Wednesday, November 4, 2009
Convention Center, Exhibit Hall BC, Second Floor
Long-term field experiments are needed to fully realize positive and negative impacts of conservation tillage and poultry litter application on cotton production. A study was initiated in north Alabama in 1996 to evaluate cotton (Gossypium hirsutum L.) performance with long-term poultry litter (PL) application under different tillages and to study the build up of phosphorus (P) with application of PL. Treatments include incomplete factorial combinations of three tillage systems [conventional till (CT), mulch-till (MT), and no-till (NT)], two cropping systems [cotton- fallow and cotton-winter rye (Secale cereale L.)], and two nitrogen sources and rates [100 kg N ha‑1 from ammonium nitrate (AN), and 100 and 200 kg N ha‑1 from poultry litter (PL)]. Cotton was rotated with corn (Zea mays L.) every third year.
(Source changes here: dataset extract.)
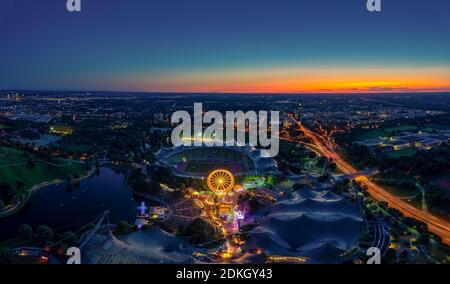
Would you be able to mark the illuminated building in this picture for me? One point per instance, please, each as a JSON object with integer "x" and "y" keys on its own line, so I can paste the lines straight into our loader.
{"x": 61, "y": 130}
Results from 2003-2008 showed that all tillages gave similar cotton lint yields with AN at 100 kg N ha-1. But application of PL at 100 kg N ha-1 in CT and MT plots gave significantly higher lint yields compared to NT. On average, PL application in NT plots resulted in 12 and 11% yield reductions compared to CT and MT, respectively. However, NT plots with PL at 200 kg N ha-1 gave similar yields to CT and MT. During corn years, higher residual fertility of PL was observed in NT plots. Long-term PL application (100 kg N ha-1 yr-1) helped to maintain original soil pH in CT and MT while application of AN decreased soil pH. In NT plots, PL at 100 kg N ha-1 was not sufficient to maintain soil pH, but 200 kg N ha-1 maintained original pH. However, PL application at double rate (200 kg N ha-1) in NT plots caused build up of P.